A 2012 investigation by the Center for Public Integrity examined a similar malady affecting farmworkers in Sri Lanka and India, widely believed to be part of the same lethal phenomenon.

The new study measured the effects of a worker safety program at the Ingenio San Antonio sugar plantation in Chichigalpa, Nicaragua. The plan included a shorter and earlier workday, hourly rests for workers under shaded tents, and provision of water and an electrolyte solution kept in close proximity to work areas.

Researchers measured workers’ kidney function at the beginning and end of each harvest season, and assessed whether they suffered a substantial decline indicative of chronic kidney disease.

The study’s results are striking due to sharply different findings in the first and second years of the program.

Despite the program’s efforts to prevent workers from falling ill, 12% of workers suffered significant kidney damage in its first year. Among burned cane cutters, who perform the high-risk job of cutting sugarcane after it is burned in the fields to facilitate its harvesting, 27% suffered serious declines in their kidney function.

“We were surprised to have this very high number of sick workers,” said Dr. Catharina Wesseling, a researcher with the Karolinska Institute and a co-author of the study.

When the researchers spoke with the sugar mill, however, they found that an accident had greatly disrupted the program’s implementation. Two of the Ingenio San Antonio’s mechanical harvesters – machines to cut sugarcane that replace an estimated 100 workers per day – broke down during the harvest season. In response, the mill hired large numbers of new workers on short notice.

As a result, the water, electrolyte solution and shade tents intended for a set number of workers were shared among many more, and each worker received substantially less than expected.

In the program’s second year, workers received the intended amounts of water, rest and shade.

Kidney damage dropped dramatically, with only 6% of overall workers and 7% of burned cane cutters experiencing significant loss of kidney function. The results represented a decline in serious kidney damage of 50% among all workers and 74% among burned cane cutters.

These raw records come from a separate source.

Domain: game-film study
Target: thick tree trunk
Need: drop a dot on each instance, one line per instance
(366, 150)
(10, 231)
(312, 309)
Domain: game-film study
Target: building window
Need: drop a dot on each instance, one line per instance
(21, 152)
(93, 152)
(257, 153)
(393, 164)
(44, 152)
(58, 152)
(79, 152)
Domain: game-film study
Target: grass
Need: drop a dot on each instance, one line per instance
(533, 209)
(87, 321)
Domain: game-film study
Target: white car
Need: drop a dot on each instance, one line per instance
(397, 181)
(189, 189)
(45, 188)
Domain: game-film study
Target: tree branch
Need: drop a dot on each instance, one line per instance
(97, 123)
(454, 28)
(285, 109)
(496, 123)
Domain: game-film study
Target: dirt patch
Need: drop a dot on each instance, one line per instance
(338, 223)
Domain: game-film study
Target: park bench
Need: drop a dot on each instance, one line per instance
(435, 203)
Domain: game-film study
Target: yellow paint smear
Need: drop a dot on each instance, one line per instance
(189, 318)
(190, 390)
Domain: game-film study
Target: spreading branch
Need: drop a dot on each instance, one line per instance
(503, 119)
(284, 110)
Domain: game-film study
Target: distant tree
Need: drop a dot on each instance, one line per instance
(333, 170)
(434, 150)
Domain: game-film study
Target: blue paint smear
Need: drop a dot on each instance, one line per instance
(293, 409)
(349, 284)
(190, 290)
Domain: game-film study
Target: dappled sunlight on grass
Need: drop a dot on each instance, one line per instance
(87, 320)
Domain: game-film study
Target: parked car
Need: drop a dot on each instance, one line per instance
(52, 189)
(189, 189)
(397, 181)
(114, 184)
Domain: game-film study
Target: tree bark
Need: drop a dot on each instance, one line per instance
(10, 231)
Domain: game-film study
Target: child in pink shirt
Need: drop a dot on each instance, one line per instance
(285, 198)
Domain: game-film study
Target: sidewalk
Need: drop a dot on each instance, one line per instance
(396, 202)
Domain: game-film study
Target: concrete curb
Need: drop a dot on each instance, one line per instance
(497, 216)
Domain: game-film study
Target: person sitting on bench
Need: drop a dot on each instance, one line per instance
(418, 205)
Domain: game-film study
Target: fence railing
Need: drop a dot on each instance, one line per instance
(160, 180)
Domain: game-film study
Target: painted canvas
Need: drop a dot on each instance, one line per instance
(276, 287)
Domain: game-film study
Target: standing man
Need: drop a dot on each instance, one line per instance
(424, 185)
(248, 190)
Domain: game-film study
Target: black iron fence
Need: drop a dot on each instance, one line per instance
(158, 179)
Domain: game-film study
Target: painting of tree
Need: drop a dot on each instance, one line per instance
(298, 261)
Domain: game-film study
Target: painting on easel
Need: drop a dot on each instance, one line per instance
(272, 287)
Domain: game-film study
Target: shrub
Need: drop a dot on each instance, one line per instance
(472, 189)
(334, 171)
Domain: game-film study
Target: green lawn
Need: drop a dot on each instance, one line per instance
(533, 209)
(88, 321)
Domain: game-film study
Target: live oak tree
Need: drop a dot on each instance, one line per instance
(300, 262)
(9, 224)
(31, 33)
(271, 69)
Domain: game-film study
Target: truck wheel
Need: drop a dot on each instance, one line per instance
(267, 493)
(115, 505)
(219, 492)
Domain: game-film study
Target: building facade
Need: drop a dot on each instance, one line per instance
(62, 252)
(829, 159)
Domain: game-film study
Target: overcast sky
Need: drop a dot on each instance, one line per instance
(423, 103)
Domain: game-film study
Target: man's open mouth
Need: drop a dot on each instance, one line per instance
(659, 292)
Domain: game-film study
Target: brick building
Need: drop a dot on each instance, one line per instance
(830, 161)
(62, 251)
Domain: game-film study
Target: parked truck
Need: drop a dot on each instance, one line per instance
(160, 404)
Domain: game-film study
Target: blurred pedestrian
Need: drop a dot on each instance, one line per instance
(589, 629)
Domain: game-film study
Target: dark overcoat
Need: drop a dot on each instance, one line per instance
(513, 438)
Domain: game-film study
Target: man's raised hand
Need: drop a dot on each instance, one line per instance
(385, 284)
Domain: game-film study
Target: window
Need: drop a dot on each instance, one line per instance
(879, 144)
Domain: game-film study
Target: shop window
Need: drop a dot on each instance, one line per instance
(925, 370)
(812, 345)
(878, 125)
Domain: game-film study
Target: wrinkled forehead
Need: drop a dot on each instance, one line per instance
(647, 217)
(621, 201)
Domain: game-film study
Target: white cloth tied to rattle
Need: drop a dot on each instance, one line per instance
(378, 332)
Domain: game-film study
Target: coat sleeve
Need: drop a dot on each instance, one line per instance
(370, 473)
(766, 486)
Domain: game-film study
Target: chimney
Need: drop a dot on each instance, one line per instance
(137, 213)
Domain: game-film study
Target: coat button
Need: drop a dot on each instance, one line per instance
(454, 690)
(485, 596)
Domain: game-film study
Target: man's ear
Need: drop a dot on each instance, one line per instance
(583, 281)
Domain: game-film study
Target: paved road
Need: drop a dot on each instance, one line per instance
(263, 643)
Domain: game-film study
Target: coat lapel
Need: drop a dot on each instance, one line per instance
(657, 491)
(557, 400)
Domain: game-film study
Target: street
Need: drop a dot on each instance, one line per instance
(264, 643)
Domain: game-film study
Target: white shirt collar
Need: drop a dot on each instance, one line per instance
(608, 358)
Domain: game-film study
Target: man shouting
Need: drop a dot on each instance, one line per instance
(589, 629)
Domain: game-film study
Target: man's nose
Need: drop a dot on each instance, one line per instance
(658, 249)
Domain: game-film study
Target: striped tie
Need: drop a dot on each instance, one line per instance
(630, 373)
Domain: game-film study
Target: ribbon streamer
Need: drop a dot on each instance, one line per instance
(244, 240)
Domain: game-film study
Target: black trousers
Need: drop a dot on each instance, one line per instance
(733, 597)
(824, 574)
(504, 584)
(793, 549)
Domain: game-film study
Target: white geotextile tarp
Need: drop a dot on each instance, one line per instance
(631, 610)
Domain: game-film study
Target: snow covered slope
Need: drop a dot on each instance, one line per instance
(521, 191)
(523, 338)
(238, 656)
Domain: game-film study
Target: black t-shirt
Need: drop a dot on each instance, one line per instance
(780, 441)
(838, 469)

The findings were based on samples of more than 500 workers in each year, and Wesseling said they showed clear evidence of an improvement.

“These data are very, very strong,” Wesseling said.

Glaser, the director of La Isla Network, said the results showed the importance of rigorous implementation of workers’ health and safety measures. Workers’ health must be a constant priority, he said, even when productivity and the bottom line are also at stake.

Now that we’ve all felt the fear of getting sick… I hope there’s some empathy for these workers
– Jason Glaser

“There has to be a push from multiple areas of oversight to say you’ve got to do this right,” Glaser said.

The health risks facing workers who perform essential services, including those providing the food supply, has been in the spotlight in recent weeks due to the coronavirus pandemic.

Across the world, countries are grappling with reopening their economies amid ongoing risks to essential workers, many of whom receive low wages and hold little political power.

Glaser said he hoped that decision makers in the business world will adhere to best practices in health and safety in setting and implementing policies that affect these workers – including those who harvest the world’s sugar.

“Now that we’ve all felt the fear of getting sick from doing nothing wrong and just leaving our home, I hope there’s some empathy for these workers,” Glaser said.